Part of Cappella’s recipe for success is the close relationships he fosters with his agency partners at Toronto-based shops Cundari, The Media Company, Blast Radius and now Teehan + Lax, all of which he treats as an extension of his marketing department. He’s adamant about keeping his agencies in the loop as much as possible, and invites them to internal seminars. ‘If we as a marketing department go through brand training, there’s no reason why our agency partners shouldn’t also go through it,’ says Cappella. Marcotte says Cappella focuses on ‘setting up the agencies for success’ by giving them access to information and resources.

‘He always gives us access to product,’ says Paul Curtin, senior account director at Cundari, adding that he drives a BMW himself, which BMW pays for half of. Curtin says Cappella is also a big advocate of the agency within BMW. ‘He’s really helped us sell our ideas internally,’ he says.

When presenting creative ideas to the retailers, Curtin says that Cappella always explains the strategy in detail before unveiling the creative, rather than just saying, ‘Here’s the creative. Like it?’ as other clients have been known to do.

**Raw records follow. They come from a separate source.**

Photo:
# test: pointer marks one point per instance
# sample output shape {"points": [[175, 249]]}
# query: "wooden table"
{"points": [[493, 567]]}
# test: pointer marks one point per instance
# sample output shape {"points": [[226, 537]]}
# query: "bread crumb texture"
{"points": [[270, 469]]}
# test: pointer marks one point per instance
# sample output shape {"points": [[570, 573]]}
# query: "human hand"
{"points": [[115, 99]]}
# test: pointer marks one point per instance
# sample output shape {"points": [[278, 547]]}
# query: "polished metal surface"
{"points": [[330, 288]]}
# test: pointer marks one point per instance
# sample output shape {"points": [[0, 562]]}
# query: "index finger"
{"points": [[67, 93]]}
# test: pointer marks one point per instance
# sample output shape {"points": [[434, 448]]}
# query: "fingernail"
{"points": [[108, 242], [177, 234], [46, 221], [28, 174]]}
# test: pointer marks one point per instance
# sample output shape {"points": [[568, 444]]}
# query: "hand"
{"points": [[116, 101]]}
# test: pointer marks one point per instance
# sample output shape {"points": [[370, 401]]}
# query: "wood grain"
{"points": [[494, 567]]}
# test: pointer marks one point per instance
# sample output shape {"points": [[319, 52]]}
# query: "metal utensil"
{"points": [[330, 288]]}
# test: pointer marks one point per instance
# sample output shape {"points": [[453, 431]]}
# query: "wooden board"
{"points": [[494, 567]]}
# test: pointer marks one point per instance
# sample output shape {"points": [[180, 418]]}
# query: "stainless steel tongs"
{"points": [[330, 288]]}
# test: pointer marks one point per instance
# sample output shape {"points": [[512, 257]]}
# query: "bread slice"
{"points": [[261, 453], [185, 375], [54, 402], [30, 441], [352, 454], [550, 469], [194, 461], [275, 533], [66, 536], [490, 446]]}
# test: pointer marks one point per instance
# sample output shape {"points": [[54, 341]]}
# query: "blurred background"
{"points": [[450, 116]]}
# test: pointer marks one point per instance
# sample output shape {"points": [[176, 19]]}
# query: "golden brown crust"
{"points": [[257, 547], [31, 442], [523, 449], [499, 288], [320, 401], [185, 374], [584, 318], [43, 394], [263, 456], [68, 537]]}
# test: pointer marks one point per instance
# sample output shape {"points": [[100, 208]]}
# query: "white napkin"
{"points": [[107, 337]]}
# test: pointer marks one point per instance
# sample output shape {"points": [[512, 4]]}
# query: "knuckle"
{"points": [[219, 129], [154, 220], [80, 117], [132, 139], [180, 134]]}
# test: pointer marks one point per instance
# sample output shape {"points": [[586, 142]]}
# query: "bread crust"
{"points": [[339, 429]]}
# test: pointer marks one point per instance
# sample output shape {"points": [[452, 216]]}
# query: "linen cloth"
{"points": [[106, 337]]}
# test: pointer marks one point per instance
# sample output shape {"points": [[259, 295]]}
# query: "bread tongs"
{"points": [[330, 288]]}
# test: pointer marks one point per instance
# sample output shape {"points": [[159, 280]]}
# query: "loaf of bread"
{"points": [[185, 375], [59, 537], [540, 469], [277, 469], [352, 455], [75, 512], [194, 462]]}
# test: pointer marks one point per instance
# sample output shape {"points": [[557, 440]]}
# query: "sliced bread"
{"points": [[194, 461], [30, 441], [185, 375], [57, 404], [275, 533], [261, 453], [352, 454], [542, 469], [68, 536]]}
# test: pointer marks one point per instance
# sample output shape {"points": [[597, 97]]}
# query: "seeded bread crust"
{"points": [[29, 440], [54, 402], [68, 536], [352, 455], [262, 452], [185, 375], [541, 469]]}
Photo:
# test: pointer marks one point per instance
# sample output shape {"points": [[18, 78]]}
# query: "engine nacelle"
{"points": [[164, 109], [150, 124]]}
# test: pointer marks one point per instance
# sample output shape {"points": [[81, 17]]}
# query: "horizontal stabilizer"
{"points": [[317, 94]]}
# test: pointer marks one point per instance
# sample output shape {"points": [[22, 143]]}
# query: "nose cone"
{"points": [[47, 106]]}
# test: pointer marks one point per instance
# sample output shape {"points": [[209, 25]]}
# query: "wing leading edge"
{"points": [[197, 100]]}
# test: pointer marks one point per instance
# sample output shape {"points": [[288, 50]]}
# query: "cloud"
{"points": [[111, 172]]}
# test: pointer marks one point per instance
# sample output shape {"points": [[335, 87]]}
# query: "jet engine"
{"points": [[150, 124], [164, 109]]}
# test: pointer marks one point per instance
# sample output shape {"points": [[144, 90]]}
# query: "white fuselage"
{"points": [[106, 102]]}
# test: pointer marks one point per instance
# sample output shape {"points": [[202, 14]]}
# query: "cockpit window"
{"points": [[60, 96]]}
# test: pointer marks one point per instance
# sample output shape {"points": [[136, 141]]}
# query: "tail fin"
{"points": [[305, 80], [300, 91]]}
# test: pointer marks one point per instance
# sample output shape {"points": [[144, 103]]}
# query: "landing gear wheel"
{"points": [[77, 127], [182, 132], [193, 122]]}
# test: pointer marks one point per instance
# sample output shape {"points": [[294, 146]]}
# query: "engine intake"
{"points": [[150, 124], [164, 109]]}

In his new role as regional manager, central region, Cappella will be working closely with retailers in Ontario. ‘Our retail network is the face of our brand to our customers,’ he says. ‘I see this as a great opportunity to get closer.’ He’ll be busily working with his agency partners on more tactical regional marketing efforts, as 2008 will see the most new launches BMW Canada has ever had, including the 1 Series, the X6 and the first diesel-powered BMW in the country.

Marcotte says Cappella is ideally positioned to handle the volume. ‘Given his experience on the brand communications side, within tactical marketing efforts the brand message will shine through,’ he says. ‘He has a strong record of success.’